Random test failures are very problematic as we don't know if CI provides good or bad conditions for them. Maybe in the real world, the conditions are worst than in our CI. Then it is a real issue, not a flaky test yet we are ignoring it.
The formula for expected tries is:
1/(P_success)
Thanks for the input @Kubuxu! Solutions mentioned here are more like workarounds rather than proper long-term solutions.
I agree that we should focus on solving the test flakyness.
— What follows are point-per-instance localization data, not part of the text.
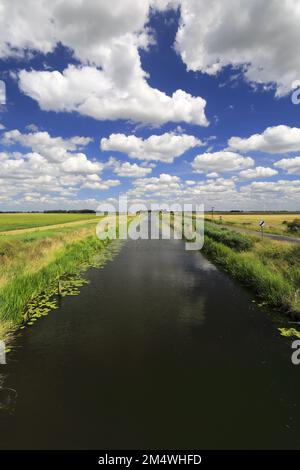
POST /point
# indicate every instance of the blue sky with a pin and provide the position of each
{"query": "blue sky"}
(145, 101)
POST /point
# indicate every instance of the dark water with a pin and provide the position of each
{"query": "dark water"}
(160, 350)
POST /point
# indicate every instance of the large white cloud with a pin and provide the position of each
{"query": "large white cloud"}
(290, 165)
(258, 172)
(53, 148)
(163, 148)
(258, 35)
(277, 139)
(127, 169)
(52, 169)
(222, 161)
(109, 83)
(96, 93)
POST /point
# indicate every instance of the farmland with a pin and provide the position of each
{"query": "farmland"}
(16, 221)
(32, 262)
(276, 223)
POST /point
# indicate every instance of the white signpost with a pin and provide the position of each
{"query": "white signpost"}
(262, 224)
(2, 353)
We have some utilities for fixing things, like retrying failing tests up to X times before actually failing the test case.
But, even with that, we can have temporary failures in one platform + version even when tests are not flaky, that a retry for that platform+version would help.
My concern is that we are naturally optimising for a "green CI" metric if something like this was to be implemented fixing flaky tests is outside of the scope of this metric.
This means those tests will linger for a very long time and cause problems.
I hear your concern but our focus is not on green CI but rather passing tests, local and on CI. But there is cases where it's not the tests fault for a failure but rather tooling or something else. This feature would be for those cases.
This issue was moved to ipfs/testing#103
If you have a job that tests on many versions and OSes, while only one of them fail, you need to retry the entire job. Instead, we should have a parameter that can used to just select one of the versions and retry just that part in a new job.